The replacement of the provisional waveguide bridging the diagnostic station of FLARE and magnet cell 5 of the HFML by a quasi-optical transport system in October 2015 was a significant step forward in the use of high-power, tunable THz radiation from FELIX in the high-field magnets of HFML. This month a connection has been made between this system and the optical transport system for the shorter wavelength lasers (FEL-1 and FEL-2), which allows the part bridging the FEL building with cell 5 of the HFML to be used for the complete wavelength range (3 – 1500 mm) that FELIX produces.

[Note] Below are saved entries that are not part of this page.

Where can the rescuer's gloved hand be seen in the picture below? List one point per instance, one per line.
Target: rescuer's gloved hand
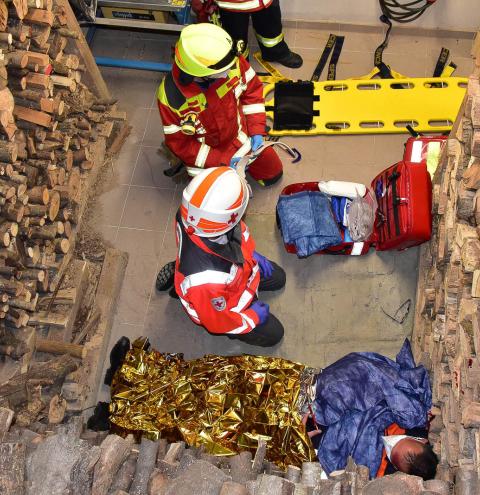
(256, 142)
(266, 268)
(262, 309)
(234, 162)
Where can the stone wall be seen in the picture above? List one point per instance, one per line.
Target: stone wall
(446, 335)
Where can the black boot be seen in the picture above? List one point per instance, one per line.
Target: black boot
(166, 277)
(291, 60)
(117, 356)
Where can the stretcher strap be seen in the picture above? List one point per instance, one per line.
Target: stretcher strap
(332, 67)
(336, 43)
(385, 72)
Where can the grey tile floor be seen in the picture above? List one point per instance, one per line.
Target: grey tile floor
(331, 305)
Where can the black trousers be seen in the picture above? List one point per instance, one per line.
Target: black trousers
(267, 24)
(271, 332)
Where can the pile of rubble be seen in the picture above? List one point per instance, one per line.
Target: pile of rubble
(447, 325)
(67, 460)
(53, 136)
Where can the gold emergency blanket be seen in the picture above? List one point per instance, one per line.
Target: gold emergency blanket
(225, 404)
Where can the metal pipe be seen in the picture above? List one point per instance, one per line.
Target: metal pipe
(133, 64)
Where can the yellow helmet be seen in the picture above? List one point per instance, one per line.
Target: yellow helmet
(204, 49)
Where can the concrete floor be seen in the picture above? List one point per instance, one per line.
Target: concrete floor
(331, 305)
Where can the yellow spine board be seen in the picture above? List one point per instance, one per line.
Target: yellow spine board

FELICE, the Free Electron Laser for Intra-Cavity Experiments, is one of the unique assets of the FELIX Laboratory. It allows experiments to be conducted inside the laser cavity whereas in the usual situation, only a small fraction of the radiation circulating in the cavity is coupled out and sent to the experimental stations. The now functional coupling between FELICE and the FTICR mass spectrometer allows for infrared ‘action’ spectroscopy in the gas phase, which is the most prominent scientific activity in the laboratory. Read more about FTICR

Artist's impression FELICE FELIX
Artist’s view of FELICE, showing the undulator below the heavy concrete ceiling and the two experimental setups: a molecular beam machine in the foreground and a FTICR mass spectrometer in the background.